# Pornstar Meltdown Compilation



## KelJu (Mar 9, 2013)

eFukt.com | The Meltdown Compilation


----------



## Watson (Mar 9, 2013)

when they said double anal, cum in ur mouth and u have to swallow it.....what did they think the director meant?


----------



## Watson (Mar 9, 2013)

i hate the shoving the cock down a girls throat until she pukes porn, makes me sick

best porn is watching the girl cum long and hard because she is actually enjoying it....


----------



## Rednack (Mar 9, 2013)

Griffith said:


> i hate the shoving the cock down a girls throat until she pukes porn, makes me sick....
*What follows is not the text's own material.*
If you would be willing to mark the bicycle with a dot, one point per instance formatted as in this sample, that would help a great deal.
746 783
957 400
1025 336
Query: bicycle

ur english makes it soiund like you puke when someone shoves cawk down your throat..

just saying..


----------



## KelJu (Mar 9, 2013)

ROFL this site is awesome. I keep finding gems like this. 

eFukt.com | Porn Scenes Worthy of an Oscar


----------



## dieseljimmy (Mar 9, 2013)

Efukt is one of my favorite pages... Search" she hates cum complication" funniest shit I have seen. If I'm having bad day that's what I turn to


----------



## Watson (Mar 9, 2013)

Rednack said:


> ur english makes it soiund like you puke when someone shoves cawk down your throat..
> 
> just saying..



u have a dirty, sick mind brother.....


----------



## OfficerFarva (Mar 9, 2013)

How can I go to church after this??


----------



## KILLEROFSAINTS (Mar 9, 2013)

my penis has never been so soft


----------



## Watson (Mar 10, 2013)

ill admit there is some really funny meltdowns on there, i always wondered how some of those chicks do that filthy shit lmao


----------



## Watson (Mar 10, 2013)

the more i watch the more i realise we need to thank so many useless fathers.....


----------



## Z499 (Mar 10, 2013)

Griffith said:


> i hate the shoving the cock down a girls throat until she pukes porn, makes me sick
> 
> best porn is watching the girl cum long and hard because she is actually enjoying it....



I like the ones when they get off so hard they don't squirt, the gush and then start convulsing cause the orgasim was so intense.


----------



## theCaptn' (Mar 10, 2013)

Like


----------